The company’s shares were suspended at 2.30pm yesterday soon after it issued a statement that it was reaching out to the US agency. Trading was to resume an hour later but failed after Bursa’s trading platform experienced “technical issues”.

Top Glove is the fourth-largest component in FTSE Bursa Malaysia KLCI by market capitalisation and had seen its shares surging more than 225% in recent weeks on demand of its product due to the coronavirus pandemic.

In Singapore, the stock came under heavy selling, suffering an 11 % drop to S$6.49 (RM19.92) on the Singapore Exchange in the afternoon trading session.

At a Zoom conference late yesterday, Top Glove said it would engage a consultant to resolve the issue with CBP within a month.

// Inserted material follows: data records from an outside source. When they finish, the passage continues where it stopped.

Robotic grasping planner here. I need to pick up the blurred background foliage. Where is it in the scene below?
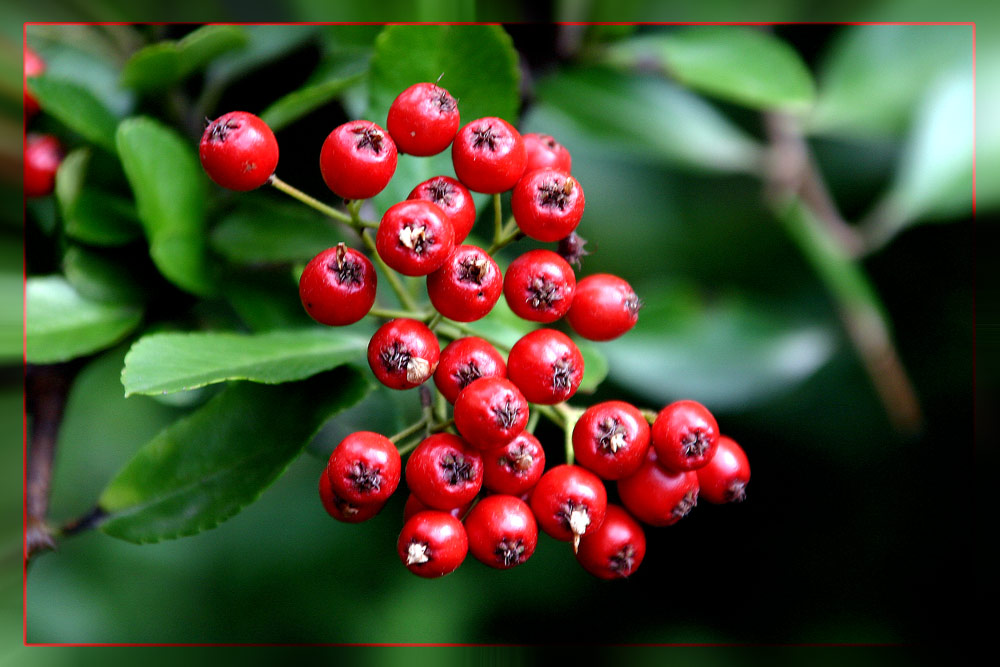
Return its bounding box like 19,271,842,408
0,0,984,665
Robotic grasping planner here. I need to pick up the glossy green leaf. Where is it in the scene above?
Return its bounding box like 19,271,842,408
122,328,368,396
98,368,369,544
25,276,142,364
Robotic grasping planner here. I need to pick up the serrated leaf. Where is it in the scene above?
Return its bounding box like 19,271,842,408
98,368,370,544
122,328,368,396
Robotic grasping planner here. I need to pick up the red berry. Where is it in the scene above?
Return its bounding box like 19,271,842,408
576,505,646,579
375,199,455,276
299,243,377,326
396,510,469,579
406,176,476,245
566,273,641,340
319,120,396,199
434,336,507,404
510,169,586,241
695,435,750,504
368,318,441,389
455,377,528,449
652,401,719,471
198,111,278,192
385,83,459,156
427,245,503,322
503,249,576,324
573,401,649,479
406,433,483,511
24,134,63,197
465,494,538,570
507,329,583,405
451,116,526,194
326,431,402,505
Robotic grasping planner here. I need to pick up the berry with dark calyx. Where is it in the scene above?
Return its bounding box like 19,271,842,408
198,111,278,192
573,401,649,479
652,401,719,471
396,510,469,579
385,82,459,156
576,505,646,579
368,317,441,389
427,245,503,322
319,120,397,199
503,249,576,324
434,336,507,404
507,329,583,405
695,435,750,504
451,116,526,194
465,494,538,570
510,169,586,242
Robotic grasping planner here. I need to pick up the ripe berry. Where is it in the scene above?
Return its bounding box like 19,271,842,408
503,249,576,323
375,199,455,276
576,505,646,579
566,273,641,340
695,435,750,504
451,116,526,194
299,243,377,326
326,431,402,505
465,494,538,570
573,401,649,479
319,120,396,199
652,401,719,471
385,83,459,156
396,510,469,579
406,433,483,511
406,176,476,245
507,329,583,405
427,245,503,322
198,111,278,192
510,169,586,241
455,377,528,449
368,318,441,389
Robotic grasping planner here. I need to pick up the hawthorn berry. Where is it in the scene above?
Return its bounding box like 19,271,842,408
385,83,459,156
319,120,397,199
198,111,278,192
368,317,441,389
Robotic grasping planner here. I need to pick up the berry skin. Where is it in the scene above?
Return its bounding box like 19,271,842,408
652,401,719,472
406,433,483,511
465,494,538,570
24,134,63,197
368,318,441,389
326,431,402,505
396,510,469,579
198,111,278,192
451,116,526,194
503,249,576,324
695,435,750,504
427,245,503,322
455,377,528,449
573,401,650,479
566,273,641,340
510,169,586,242
375,199,455,276
299,243,377,326
507,329,583,405
531,463,608,552
434,336,507,404
576,505,646,579
385,83,459,156
319,120,397,199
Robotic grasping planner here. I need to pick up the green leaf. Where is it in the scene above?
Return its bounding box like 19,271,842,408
98,368,369,544
25,276,142,364
122,328,368,396
117,117,212,294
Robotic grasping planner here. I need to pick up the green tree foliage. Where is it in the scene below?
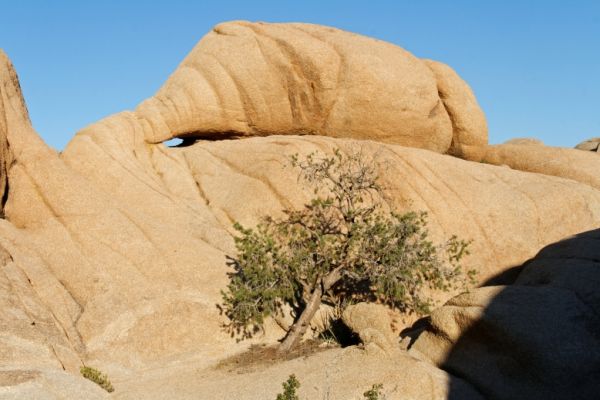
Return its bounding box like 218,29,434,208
223,150,473,351
363,383,383,400
79,366,115,393
276,375,300,400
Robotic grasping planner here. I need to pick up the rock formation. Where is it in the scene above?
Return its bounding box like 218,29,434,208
411,229,600,400
0,22,600,399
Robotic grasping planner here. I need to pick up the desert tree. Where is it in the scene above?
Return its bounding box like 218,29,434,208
221,149,473,352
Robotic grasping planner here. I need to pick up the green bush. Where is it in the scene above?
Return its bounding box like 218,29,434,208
79,366,115,393
222,150,472,352
276,374,300,400
363,383,383,400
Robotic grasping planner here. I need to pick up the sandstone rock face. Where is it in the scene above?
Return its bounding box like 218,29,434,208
575,138,600,153
0,23,600,399
131,21,487,153
411,230,600,400
424,60,487,158
504,138,544,146
342,303,398,352
478,143,600,189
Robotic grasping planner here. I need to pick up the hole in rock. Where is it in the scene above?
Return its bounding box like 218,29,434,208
163,138,183,147
319,319,361,347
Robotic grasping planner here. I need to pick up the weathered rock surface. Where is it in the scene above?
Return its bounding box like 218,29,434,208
504,138,544,146
411,230,600,400
135,21,487,153
476,143,600,189
342,303,399,353
0,23,600,399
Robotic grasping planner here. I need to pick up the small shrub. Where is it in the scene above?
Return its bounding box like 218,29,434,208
363,383,383,400
276,374,300,400
79,366,115,393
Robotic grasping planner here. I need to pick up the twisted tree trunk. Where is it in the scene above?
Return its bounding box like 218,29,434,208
277,285,323,353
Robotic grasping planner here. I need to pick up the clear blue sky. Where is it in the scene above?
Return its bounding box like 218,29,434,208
0,0,600,149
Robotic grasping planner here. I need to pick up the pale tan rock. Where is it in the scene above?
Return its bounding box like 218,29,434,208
410,229,600,400
114,347,483,400
342,303,399,352
481,144,600,189
423,60,488,158
136,21,487,153
0,368,111,400
504,138,544,146
0,23,600,398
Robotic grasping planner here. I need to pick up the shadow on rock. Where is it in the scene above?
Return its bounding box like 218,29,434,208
410,229,600,400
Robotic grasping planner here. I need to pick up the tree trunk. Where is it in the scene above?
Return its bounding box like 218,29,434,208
277,285,323,353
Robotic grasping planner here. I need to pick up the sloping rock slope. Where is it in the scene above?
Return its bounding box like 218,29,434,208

Top Glove’s Lim said the company would engage the same consultant that helped another Malaysian glovemaker, WRP Asia Pacific Sdn Bhd, resolve a similar problem it had last year.

In a statement to Bursa Malaysia, Top Glove said the detention order on its products might be related to foreign labour recruitment that has already been resolved.

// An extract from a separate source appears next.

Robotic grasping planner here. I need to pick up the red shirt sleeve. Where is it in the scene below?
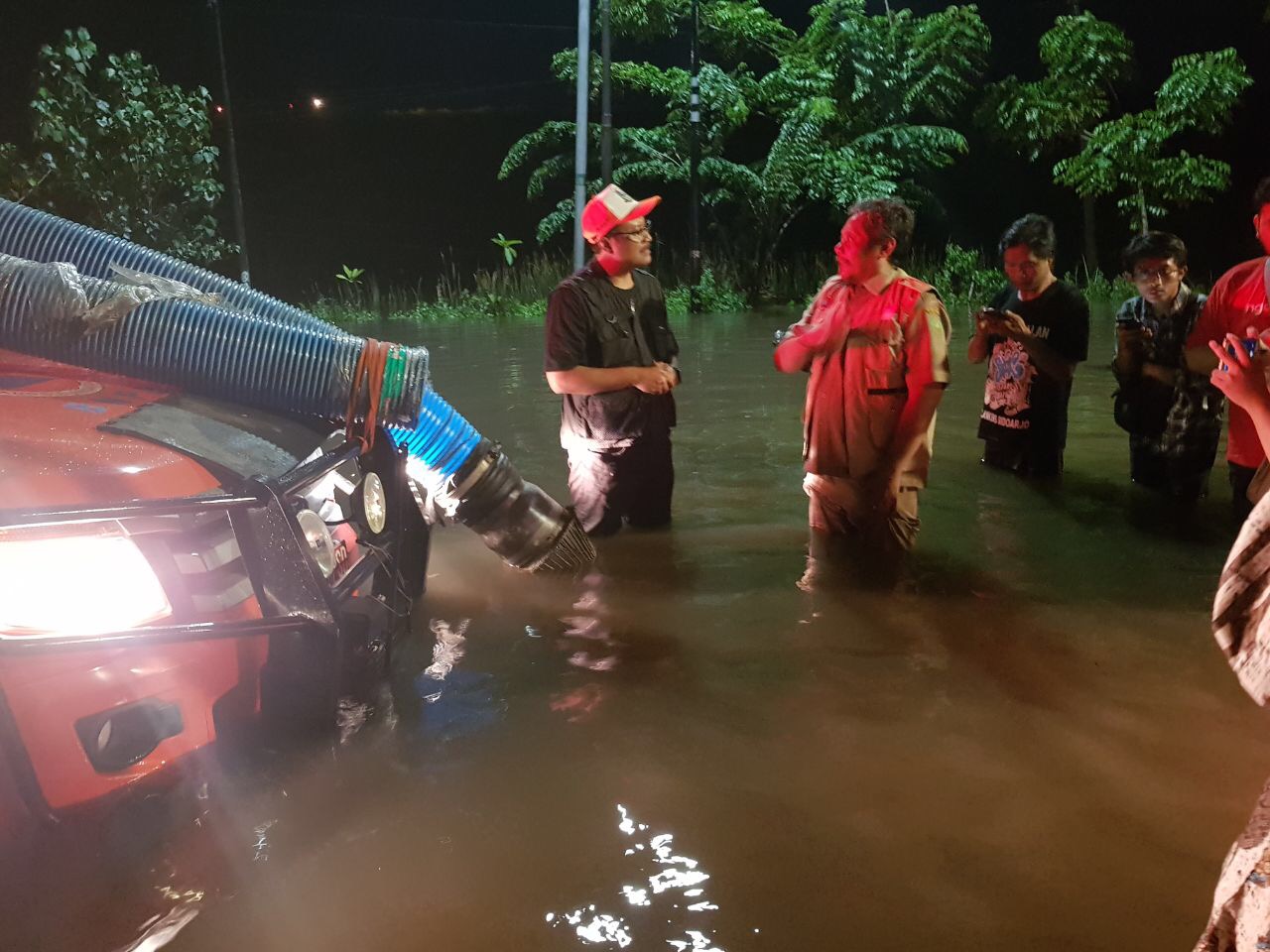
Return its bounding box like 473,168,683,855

“More issues with regard to retrospective payment of recruitment fees by our workers to agents before January 2019, without our knowledge,” the company said.

It said that since January 2019, the company is bearing all recruitment fees under its “Zero Recruitment Fee” policy.

“Over the past few months, we have been working on this issue which involves extensive tracing, to establish the correct amount to be paid back to our workers, on behalf of the previous agents.

“We estimate the total amount to be between RM20 million and RM50 million,” it said in the stock exchange filing.

Lim said if the matter is not resolved soon then the company will divert the gloves that are detained in the US warehouses to other markets where they are in demand.

“We will be giving back our deposits to our US customers if we fail to deliver our products to them. But there is such high demand from the US market due to the Covid-19 pandemic,” he said.

The US reported a total of 3.48 million Covid-19 cases and 138,000 deaths (at press time).

The glovemaker sells some 25% of its glove to the US market out of its 80.9 billion annual glove production.

The two subsidiaries, Top Glove Sdn Bhd and TG Medical Sdn Bhd, represent some 12.5% of its sales to the country.

Top Glove was also accused of labour rights violations in the UK recently.

The Guardian newspaper reported that the National Health Service employees were using medical gloves made in Malaysian factories where migrants are allegedly subjected to forced labour, forced overtime, debt bondage, withheld wages and passport confiscation.

The report was written based on 16 Top Glove’s foreign workers with eight from Nepal and Bangladesh who said they suffered mental torture working for the company.

Top Glove did not press legal charges on the newspaper’s claim.

This is not the first time Malaysian companies come under international scrutiny for its labour and environmental practices.

Recently a non-governmental organisation Liberty Shared alleged Sime Darby Plantation of using forced child labour to produce palm oil and the commodity’s related products.